Vor allem jene Rentner, die ohnehin schon ein hohes Gesamteinkommen haben, sind sehr arbeitsam: Im obersten Drittel machen Arbeitseinkommen im Ruhestand noch immer ein Fünftel der Einnahmen aus, im unteren Drittel sind es weniger als 5 Prozent.

Die berufliche Karriere zahlt sich auch im Alter noch aus

Einen erheblichen Einfluss darauf, in welchem Einkommensdrittel die Bundesbürger im Alter landen, hat der einstige Job des Haushaltsvorstands. Neben denjenigen, die im Alter noch erwerbstätig sind, stehen besonders frühere Beamte und ihre Partner gut da – zumindest, wenn sie einer gehobenen Dienststufe angehörten (Grafik):

Ist der Haushaltsvorstand noch beschäftigt, betrug das durchschnittliche Haushaltseinkommen 2014 fast 3.900 Euro je Monat, bei pensionierten Beamten des gehobenen und höheren Dienstes waren es knapp 3.800 Euro.

Auch die Haushalte von früheren leitenden Angestellten und Selbstständigen kommen im Alter auf überdurchschnittliche Einkommen.
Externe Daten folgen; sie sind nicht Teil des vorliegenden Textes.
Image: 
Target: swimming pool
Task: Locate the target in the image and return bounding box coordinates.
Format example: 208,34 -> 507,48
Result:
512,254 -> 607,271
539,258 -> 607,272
Deutlich niedriger liegen die Einkommen der Haushalte vormals Angestellter und Arbeiter mit geringer Qualifikation, die mit 23 Prozent die für sich genommen größte Gruppe im Alter darstellen.

Die Haushaltszusammensetzung unterscheidet sich im Alter indes kaum nach dem Erwerbsstatus. Insgesamt hat sie sich in den vergangenen Jahren allerdings merklich verschoben:

Bis 1995 lebten weniger als 30 Prozent der über 75-Jährigen als Paar zusammen, 2015 waren es beinahe 50 Prozent.

Allerdings tauchen nach wie vor all jene nicht in den Daten des SOEP auf, die – oft allein – in einer Betreuungseinrichtung leben. Wie sich die Lebensverhältnisse der Älteren in Deutschland entwickeln werden, ist ob all dieser Einflussfaktoren nur schwer vorherzusagen.

So könnte sich die Zahl der Singles unter den Rentnern und damit die der Armutsgefährdeten wieder erhöhen – schließlich leben viele Angehörige der jüngeren Generationen momentan allein. Ebenfalls kritisch im Blick zu behalten ist Ostdeutschland. Denn dort hat das Armutsrisiko der 65- bis 74-Jährigen in den vergangenen Jahren deutlich zugenommen.

Die Politik sollte sich allerdings nicht zu weitreichenden rentenpolitischen Maßnahmen nach dem Gießkannenprinzip hinreißen lassen. Denn die hätten – wie schon die Rente mit 63 und die Mütterrente – erheblichen Einfluss auf nachfolgende Generationen. Und gerade die jüngeren Altersgruppen haben laut IW-Studie und SOEP-Daten ja schon in den vergangenen Jahren gegenüber den Älteren nur unterdurchschnittliche Einkommenszuwächse verbucht.